I first came across Admiral Grace Hopper when I was a teenager attending my sister’s graduation from the College of William and Mary.  Two things stand out about that experience.  First, I remember this old, fragile looking woman sitting there, knitting, while the other college dignitaries spoke.  Not everyday do you get to see an Admiral knit.  But once she began speaking, I was struck by her confident, commanding voice, her humor, and her vision of the computing future.  I guess I was used to my own grandmother constantly talking about the past…so it was striking to hear this older woman talking about a future that I couldn’t even imagine at the time. 

What made you decide to write about Grace Hopper and the first 30 years of the computer industry?

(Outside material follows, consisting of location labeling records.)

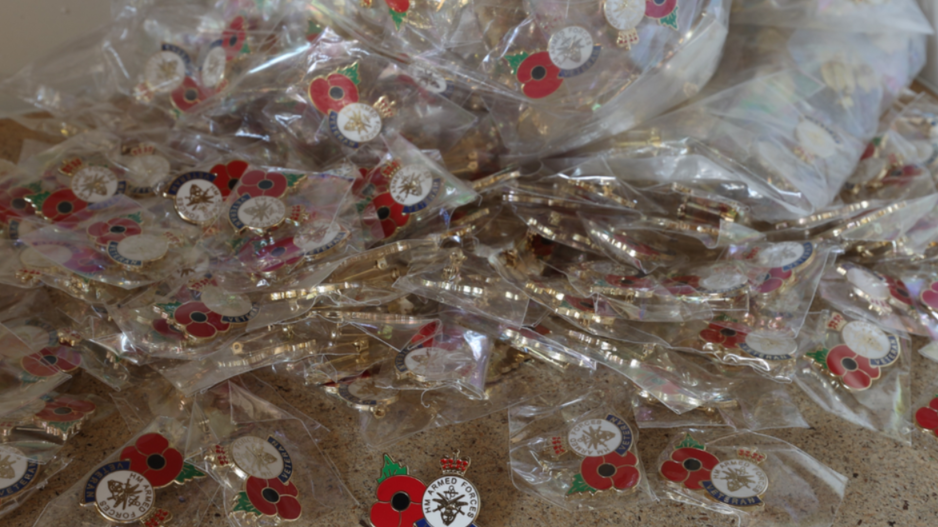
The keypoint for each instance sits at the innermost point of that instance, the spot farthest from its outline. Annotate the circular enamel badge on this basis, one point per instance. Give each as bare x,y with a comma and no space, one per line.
429,80
198,200
816,139
724,282
94,184
164,71
867,340
359,122
225,303
570,47
869,283
141,248
147,171
624,14
739,478
213,67
785,255
257,457
124,496
594,437
411,185
322,236
260,212
451,501
17,471
769,347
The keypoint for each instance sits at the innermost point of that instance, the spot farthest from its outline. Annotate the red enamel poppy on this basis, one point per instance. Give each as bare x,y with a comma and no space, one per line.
164,328
113,230
188,95
259,183
898,290
228,175
611,470
274,256
13,205
726,334
232,39
49,361
689,466
152,457
539,76
773,280
390,213
398,502
855,371
61,204
927,416
332,93
65,408
198,320
272,497
682,285
85,260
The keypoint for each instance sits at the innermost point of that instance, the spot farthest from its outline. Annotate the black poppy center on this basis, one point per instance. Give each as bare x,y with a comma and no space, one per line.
692,464
400,501
606,470
270,495
156,461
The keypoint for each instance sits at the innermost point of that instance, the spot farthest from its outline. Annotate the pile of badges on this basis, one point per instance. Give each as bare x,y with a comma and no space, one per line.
599,217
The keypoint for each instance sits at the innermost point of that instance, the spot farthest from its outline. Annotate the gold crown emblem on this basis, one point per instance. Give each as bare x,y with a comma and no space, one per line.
751,455
453,465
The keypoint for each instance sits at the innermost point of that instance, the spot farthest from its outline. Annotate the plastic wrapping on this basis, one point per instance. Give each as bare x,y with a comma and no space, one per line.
563,452
753,477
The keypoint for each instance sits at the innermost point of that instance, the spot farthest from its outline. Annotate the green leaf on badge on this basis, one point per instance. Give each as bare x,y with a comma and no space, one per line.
398,18
189,472
243,504
819,356
293,178
38,198
690,442
391,468
515,60
351,72
169,308
579,485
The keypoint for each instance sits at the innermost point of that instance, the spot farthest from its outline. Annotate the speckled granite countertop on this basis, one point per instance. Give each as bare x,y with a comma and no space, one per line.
890,485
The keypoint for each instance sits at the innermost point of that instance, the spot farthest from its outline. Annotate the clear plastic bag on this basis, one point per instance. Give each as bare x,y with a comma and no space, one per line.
756,479
577,453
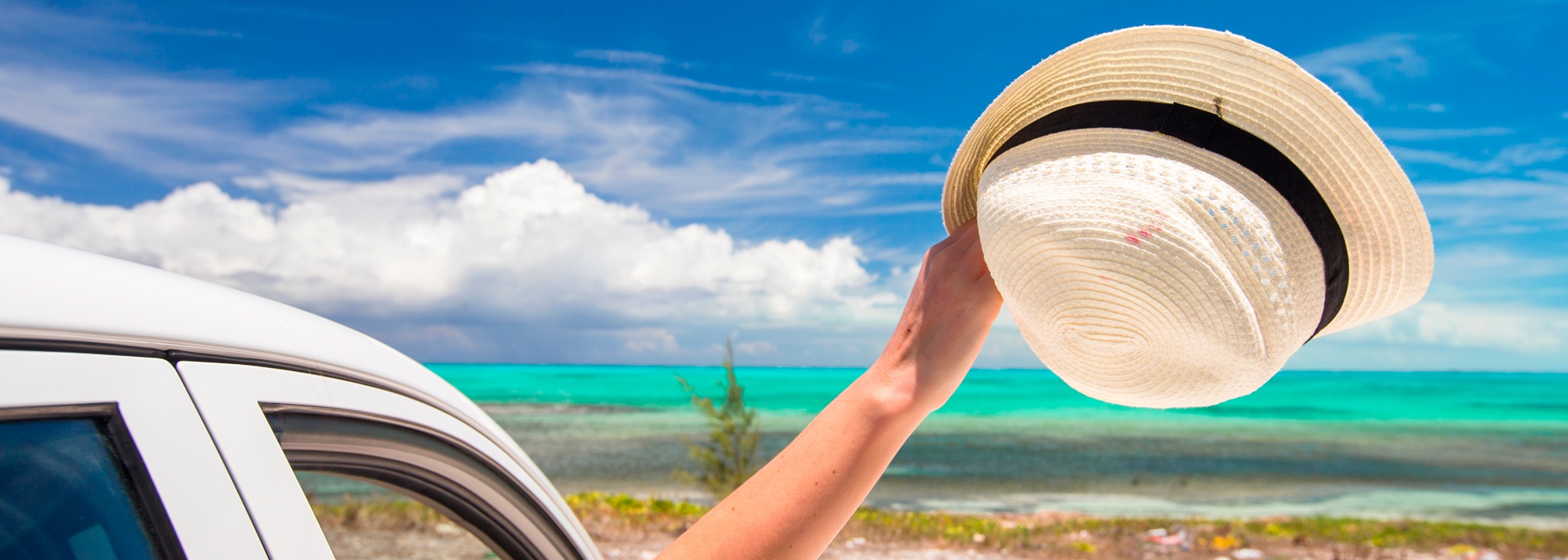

Grace Hopper influenced my own career choices, first as a naval officer, then as an academic, and finally as an entrepreneur. When I arrived at the United States Naval Academy on a hot day in July during the summer of 1986, Admiral Hopper had been influencing naval computer policy for twenty years.  I was issued a personal computer, we had access to mil.net, the precursor to the internet.  We emailed our professors, signed up for classes online, and our medical and dental records were digitized.  The Academy’s core curriculum was modified to incorporate computer use into many of our engineering and math classes, and Hopper herself came to speak to us lowly Plebes to encourage us to lead the computer revolution in and out of the navy. 

 

By this time she was pretty legendary in the Navy, so I was shocked to arrive in Silicon Valley during the great dot.com boom of the 1990s and I found that few people my age knew who she was or what she had accomplished.   As I pieced together the evolution of the computer industry for my PhD work at the University of California, Berkeley, I was actually surprised how influential the younger Hopper was during the first 30 years of the industry, so in the end my editors and I at MIT Press thought it best to tell the story of the early computer age through Hopper’s career. 

About Kurt Beyer

Kurt grew up in a blue-collar, immigrant family in Huntington, Long Island. Kurt’s Dad Karl was a baker and his Mom Ann a nurse.  Kurt was captain of the baseball and basketball teams at John Glenn High School, an accomplished trumpet player, and received his nomination to the U.S. Naval Academy from the late Senator Daniel Patrick Moynahan. While at Annapolis Kurt played baseball and senior year was named Brigade Commander, in charge of the 4500 person brigade of midshipman.  He graduated Annapolis in 1990 and was commissioned an officer in the United States Navy. Before attending flight school Kurt continued his education at the University of Oxford for two years. At Oxford, he completed a masters degree and rowed for Oxford where his crew competed in the finals of the Henley Royal Regatta in 1991.  He also played on the University basketball team which won the British University Championship in 1992.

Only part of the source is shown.